In a logistic mixed-effects model, we examined associations of moderate or high SUD risk across repeated observations for participants during the COVID-19 era. This model revealed significant main effects of age (per 10 years: AOR, 0.58 [95% CI, .54–.64]; P < .001) and viral nonsuppression (AOR, 1.79 [95% CI, 1.31–2.45]; P < .001) in which participants who were younger and virally unsuppressed at that measurement occasion were more likely to report moderate/high SUD risk. This model also revealed a significant 2-way interaction between time and depression symptoms: Those with none/mild depressive symptoms had markedly worsening SUD risk increased over time (AOR, 1.31%/month [95% CI, 1.01%–1.69%]; P = .041; Figure 3). In contrast, participants with moderate/severe depressive symptoms showed consistently high risk of substance use over time in the post–COVID-19 era.

Figure 3.

Figure 3.

Participants with none/mild depression increased in the probability of moderate/high substance use disorder (SUD), and participants with moderate or greater depression demonstrated a consistently high likelihood of moderate/high SUD. Bars represent standard errors. Abbreviations: SIP, shelter-in-place; SUD, substance use disorder.

In addition, there was a significant 3-way interaction between time, depression, and gender, which we further examined through pairwise comparisons of slopes across gender categories (Figure 4; P = .032). In examining SUD risk across gender categories, comparisons revealed lower odds of moderate/high SUD risk among cisgender women (AOR, 0.26 [95% CI, .08–.81]; P = .021) relative to transgender women. This comparison also revealed that transgender women with moderate or severe depression symptoms showed the greatest increase in moderate/high SUD risk over time, relative to cisgender women and men (Figure 4). There was no evidence of interaction between race/ethnicity, depression symptoms, and time for increased risk of SUD (P = .467).

Figure 4.

Figure 4.

Illustration of the significant 3-way interaction between time (months since March 2020), depression (none/mild vs moderate/high depression), and gender, illustrating that the relation between depression and substance use disorder (SUD) risk over time differed as a function of gender identity. Error bars represent standard error.

We next examined predictors of increasing from no/mild SUD risk to moderate/high SUD risk (n = 312) compared to participants with no change or a decrease in risk (n = 2660). In a logistic regression, the likelihood of increasing to moderate/high SUD risk was predicted by geographic region, in which participants from the Northeast (AOR, 0.96 [95% CI, .93–.99]; P = .018) and South (AOR, 0.96 [95% CI, .94–.99]; P = .013) were less likely to increase in SUD risk relative to the West (Figure 5). There were no significant differences between the 2 other regions (P = .997) and no significant group differences in odds of increasing in SUD risk based on age, gender, racial/ethnic category, average pre-SIP PHQ-9 score, or pre-SIP viral suppression (ever unsuppressed) (all P > .100).

Figure 5.

Figure 5.

Proportion of participants in each geographic region who increased from none/mild substance use disorder (SUD) risk pre–shelter-in-place (SIP) to moderate/high SUD risk post-SIP. Error bars represent standard error. **P < .01.

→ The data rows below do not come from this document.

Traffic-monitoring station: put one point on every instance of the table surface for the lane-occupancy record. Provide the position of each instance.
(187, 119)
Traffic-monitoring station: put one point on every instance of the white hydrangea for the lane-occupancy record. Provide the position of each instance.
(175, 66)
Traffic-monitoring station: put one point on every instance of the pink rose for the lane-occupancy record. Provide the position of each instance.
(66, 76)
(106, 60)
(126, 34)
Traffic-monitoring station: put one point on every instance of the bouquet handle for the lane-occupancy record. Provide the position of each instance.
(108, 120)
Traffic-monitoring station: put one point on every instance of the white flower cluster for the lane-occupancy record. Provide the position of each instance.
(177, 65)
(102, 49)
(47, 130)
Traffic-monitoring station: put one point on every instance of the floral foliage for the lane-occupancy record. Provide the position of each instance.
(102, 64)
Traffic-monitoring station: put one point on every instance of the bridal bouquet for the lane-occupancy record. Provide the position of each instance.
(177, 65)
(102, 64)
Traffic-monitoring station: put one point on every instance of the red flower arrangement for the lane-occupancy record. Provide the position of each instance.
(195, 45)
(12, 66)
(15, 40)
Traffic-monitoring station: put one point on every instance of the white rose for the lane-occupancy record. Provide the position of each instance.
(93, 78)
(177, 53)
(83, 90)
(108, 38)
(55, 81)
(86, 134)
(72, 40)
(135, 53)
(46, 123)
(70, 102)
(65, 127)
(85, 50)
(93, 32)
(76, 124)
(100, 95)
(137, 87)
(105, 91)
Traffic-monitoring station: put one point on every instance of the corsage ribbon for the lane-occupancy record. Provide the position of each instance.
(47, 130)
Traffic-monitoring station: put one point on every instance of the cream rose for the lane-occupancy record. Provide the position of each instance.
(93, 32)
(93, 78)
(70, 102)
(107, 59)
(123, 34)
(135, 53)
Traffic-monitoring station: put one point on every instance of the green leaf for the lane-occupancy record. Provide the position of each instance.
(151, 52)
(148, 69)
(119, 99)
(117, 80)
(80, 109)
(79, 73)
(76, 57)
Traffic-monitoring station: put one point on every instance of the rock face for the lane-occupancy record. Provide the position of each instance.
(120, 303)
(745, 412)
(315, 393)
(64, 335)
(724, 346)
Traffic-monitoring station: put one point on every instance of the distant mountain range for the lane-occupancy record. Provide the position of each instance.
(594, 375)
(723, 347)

Differences in the types of drugs used during the pre–COVID-19 era compared to the post–COVID-19 era were statistically significant for all substances assessed (all P < .001). Methamphetamine, heroin, and opioids obtained without a prescription showed the greatest reported increase in use during the COVID-19 era, whereas prescription opioids and sedatives showed the greatest reported decrease in use (Figure 6). Despite increases in substance use risk, participants were less likely to report receiving substance use treatment post-SIP compared to pre-SIP: t(2971) = 2.24 (P = .025).

Figure 6.

Figure 6.

Mean proportion of patient-reported outcomes and measures in which participants reported using each drug within the past 3 months. Averaged over all pre–shelter-in-place (SIP) visits (shown in yellow) and post-SIP visits (shown in red). Error bars represent standard error. All comparisons were statistically significant, ***P < .001. Abbreviations: Cocaine, cocaine/crack; Rx, prescription; SIP, shelter-in-place.

DISCUSSION

This study examined substance use before and after COVID-19 among PWH enrolled in a large multisite clinic-based cohort in the US and identified a near doubling in moderate or higher SUD risk during this time, increasing to 43% of the sample by study end. Substance use risk severity continued to increase >2 years following COVID-19. This rate of moderate or severe substance use is between 2.5 and 12 times higher than that reported in the general population during COVID-19 [5], and higher than drug use estimates in a large sample of participants diagnosed or at-risk of SUD during COVID-19 [25], suggesting that PWH were uniquely impacted by COVID-19. The continued dramatic increase in at-risk substance use over time highlights the urgent need for systems for monitoring and addressing substance use, and for substance use treatment services to be integrated within HIV primary care.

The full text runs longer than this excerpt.